Apartheid South Africa (1948–1964)
Nature and Characteristics of Discrimination
"Petty Apartheid" Legislation (1948–1958)
First phase of apartheid under Malan and later Strijdom (National Party PMs).
Aimed to ensure economic, political, and social dominance over Black South Africans.
"Grand Apartheid" Legislation
Second phase of apartheid initiated by H.F. Verwoerd in the late 1950s.
Focused on territorial division of South Africa by race, leading to the so-called "independence" of different racial groups.
Claimed to be "moral" by arguing that Africans would achieve self-governance.
Segregation and Discriminatory Laws
Population Classification & Forced Removals:
Population Registration Act (1950) categorized people by race.
Families were split based on new classification criteria.
Group Areas Act (1950):
City centers designated for whites only.
Townships increased for Black residents with minimal amenities.
1/4 of Black people forcibly removed from their homes.
Pass Laws Act (1952):
Non-whites had to carry a 96-page identification book.
Criminalized for being in urban areas without permits.
Segregation in Daily Life
Prohibition of Mixed Marriages Act (1949): Banned marriages between whites and non-whites.
Immorality Act (1950): Criminalized sexual relations between whites and non-whites.
Reservation of Separate Amenities Act (1953): Segregated public facilities.
Bantu Education Act (1953):
Schools segregated by race.
Black children received inferior education designed to keep them in low-wage labor.
Extension of University Education Act (1959): Required universities to admit only one racial group.
Protests and Resistance
Non-Violent Protests
Bus Boycotts:
First major boycott in 1940.
1957 Alexandra bus boycott gained national attention and white sympathy.
Defiance Campaign (1952):
Organized by the ANC.
Peaceful protests against apartheid laws.
Increased ANC visibility but failed to repeal laws.
Freedom Charter (1955):
Unified anti-apartheid groups.
Called for democracy and social justice.
Led to the Treason Trial (1956–1961), where 156 activists (including Mandela) were arrested.
All defendants found not guilty, but ANC leadership was weakened.
Increasing Violence: Sharpeville Massacre (1960)
50,000 protesters gathered outside a police station.
Police opened fire, killing 69 unarmed people.
International outcry but no government response.
Led to a shift towards armed resistance.
Armed Struggle and the Rivonia Trial (1963–1964)
Umkhonto we Sizwe (MK) formed as the armed wing of the ANC.
Operation Mayibuye plan for guerrilla war discovered.
Mandela and 10 others were arrested.
Sentenced to life imprisonment, marking the "end of an era" for the struggle.
South Africa faced increased international isolation.
Key Figures and Groups
Nelson Mandela
Leader of ANC and MK.
Key strategist in the liberation movement.
Principal defendant in the Treason and Rivonia Trials.

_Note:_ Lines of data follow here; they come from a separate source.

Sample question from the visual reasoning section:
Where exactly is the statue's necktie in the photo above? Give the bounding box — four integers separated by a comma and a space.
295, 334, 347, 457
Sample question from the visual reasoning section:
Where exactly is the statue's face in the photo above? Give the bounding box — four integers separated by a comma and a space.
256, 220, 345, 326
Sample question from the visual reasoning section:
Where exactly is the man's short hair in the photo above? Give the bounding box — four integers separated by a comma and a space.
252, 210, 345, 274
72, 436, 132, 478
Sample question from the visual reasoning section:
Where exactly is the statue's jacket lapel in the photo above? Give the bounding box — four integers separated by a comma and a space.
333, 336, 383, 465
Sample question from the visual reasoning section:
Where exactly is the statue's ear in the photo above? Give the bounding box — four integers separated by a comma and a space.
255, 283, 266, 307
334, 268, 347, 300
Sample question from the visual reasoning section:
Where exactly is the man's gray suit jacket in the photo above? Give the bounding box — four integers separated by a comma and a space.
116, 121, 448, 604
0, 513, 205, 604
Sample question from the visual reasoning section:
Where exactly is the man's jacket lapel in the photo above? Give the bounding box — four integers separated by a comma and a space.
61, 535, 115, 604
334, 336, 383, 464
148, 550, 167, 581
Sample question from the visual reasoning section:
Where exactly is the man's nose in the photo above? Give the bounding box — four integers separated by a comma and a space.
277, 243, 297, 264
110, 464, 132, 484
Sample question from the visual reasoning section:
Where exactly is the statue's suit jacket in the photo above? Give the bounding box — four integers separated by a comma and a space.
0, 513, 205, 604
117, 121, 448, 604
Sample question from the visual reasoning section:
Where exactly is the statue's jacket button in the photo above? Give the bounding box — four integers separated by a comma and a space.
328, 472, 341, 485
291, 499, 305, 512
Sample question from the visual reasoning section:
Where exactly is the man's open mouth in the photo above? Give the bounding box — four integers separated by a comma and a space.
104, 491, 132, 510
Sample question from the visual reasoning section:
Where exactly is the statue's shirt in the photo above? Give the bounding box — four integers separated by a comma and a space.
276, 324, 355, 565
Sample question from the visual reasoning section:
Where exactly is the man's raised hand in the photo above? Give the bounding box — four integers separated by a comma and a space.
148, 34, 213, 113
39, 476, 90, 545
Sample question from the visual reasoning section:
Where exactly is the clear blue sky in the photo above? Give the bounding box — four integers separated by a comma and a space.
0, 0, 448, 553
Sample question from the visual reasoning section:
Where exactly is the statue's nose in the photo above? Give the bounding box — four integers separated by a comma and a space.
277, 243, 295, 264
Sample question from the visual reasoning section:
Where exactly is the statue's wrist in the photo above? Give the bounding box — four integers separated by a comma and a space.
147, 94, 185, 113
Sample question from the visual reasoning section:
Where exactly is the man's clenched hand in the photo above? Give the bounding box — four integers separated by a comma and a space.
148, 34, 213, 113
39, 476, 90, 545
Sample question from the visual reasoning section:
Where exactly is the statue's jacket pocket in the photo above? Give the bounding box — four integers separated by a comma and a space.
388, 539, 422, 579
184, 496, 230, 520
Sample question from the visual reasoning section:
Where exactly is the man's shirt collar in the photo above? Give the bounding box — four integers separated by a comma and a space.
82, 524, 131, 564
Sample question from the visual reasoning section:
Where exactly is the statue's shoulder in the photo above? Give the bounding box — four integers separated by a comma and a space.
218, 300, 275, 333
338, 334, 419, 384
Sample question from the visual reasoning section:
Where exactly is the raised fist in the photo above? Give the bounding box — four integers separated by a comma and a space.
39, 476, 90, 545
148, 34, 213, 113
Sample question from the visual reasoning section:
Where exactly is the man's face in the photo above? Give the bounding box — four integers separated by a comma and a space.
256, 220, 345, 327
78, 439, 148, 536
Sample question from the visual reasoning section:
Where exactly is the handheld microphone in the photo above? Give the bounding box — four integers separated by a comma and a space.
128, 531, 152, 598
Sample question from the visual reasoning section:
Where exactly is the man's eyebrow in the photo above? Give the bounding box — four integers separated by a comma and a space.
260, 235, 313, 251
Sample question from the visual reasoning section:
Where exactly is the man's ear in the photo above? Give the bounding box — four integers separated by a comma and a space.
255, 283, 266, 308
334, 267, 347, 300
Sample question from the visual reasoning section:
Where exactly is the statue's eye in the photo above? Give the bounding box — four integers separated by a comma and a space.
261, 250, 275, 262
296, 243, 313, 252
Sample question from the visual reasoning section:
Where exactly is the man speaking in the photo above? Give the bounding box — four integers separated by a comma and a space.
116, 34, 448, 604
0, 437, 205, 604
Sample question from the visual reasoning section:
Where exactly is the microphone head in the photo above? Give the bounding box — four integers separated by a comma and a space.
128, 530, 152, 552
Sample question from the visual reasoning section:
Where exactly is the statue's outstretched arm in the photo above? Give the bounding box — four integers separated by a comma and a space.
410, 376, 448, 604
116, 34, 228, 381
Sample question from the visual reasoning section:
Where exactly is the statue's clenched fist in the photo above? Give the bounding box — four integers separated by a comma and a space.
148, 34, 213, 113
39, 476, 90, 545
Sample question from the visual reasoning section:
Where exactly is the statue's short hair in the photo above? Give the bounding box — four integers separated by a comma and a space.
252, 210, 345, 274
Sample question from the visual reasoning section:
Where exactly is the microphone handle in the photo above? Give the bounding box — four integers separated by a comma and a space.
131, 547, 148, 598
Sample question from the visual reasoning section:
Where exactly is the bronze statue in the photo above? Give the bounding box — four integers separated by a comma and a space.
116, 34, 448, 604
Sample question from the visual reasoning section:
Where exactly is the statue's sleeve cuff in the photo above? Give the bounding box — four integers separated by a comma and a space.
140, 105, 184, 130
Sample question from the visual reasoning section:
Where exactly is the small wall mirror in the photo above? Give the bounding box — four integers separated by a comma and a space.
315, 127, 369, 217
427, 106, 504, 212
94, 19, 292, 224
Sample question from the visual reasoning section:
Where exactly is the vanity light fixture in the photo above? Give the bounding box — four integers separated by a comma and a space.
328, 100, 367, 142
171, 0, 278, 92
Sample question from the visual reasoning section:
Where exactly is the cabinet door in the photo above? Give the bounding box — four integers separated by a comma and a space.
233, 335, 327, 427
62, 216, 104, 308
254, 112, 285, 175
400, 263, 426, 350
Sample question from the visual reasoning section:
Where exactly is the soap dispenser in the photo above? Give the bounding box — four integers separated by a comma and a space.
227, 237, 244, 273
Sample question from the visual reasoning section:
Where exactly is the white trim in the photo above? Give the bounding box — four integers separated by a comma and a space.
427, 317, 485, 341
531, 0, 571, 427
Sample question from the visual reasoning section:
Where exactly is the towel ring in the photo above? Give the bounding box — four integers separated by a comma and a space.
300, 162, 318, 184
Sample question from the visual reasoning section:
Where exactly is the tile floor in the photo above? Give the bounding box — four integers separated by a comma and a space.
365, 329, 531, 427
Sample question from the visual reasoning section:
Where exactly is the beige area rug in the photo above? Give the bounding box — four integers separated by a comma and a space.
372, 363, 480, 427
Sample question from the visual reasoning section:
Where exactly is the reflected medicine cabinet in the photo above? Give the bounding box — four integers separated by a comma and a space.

His speech during the Rivonia Trial inspired global support.
Albert Luthuli
President of ANC (1952–1967).
Advocate of non-violent resistance.
Nobel Peace Prize winner, which brought international attention to apartheid.
African National Congress (ANC)
Founded in 1910.
Organized major protests, including the Defiance Campaign.
Collaborated with the South African Communist Party (SACP).
Eventually banned and driven underground.
South African Communist Party (SACP)
Reformed in 1953 after being banned.
Had white leaders and strong ties to the ANC.
Played a major role in radicalizing the liberation movement.
Umkhonto we Sizwe (MK)
Armed wing of the ANC, formed in response to state violence.
Focused on sabotage against government infrastructure.
Many members were arrested and the group dismantled by 1964.
Impact and Legacy
The apartheid system remained intact despite resistance.
Global opposition increased, leading to economic sanctions and cultural boycotts.
ANC leadership was weakened, but the struggle continued underground and internationally.
The imprisonment of Mandela and other leaders symbolized the resilience of the movement.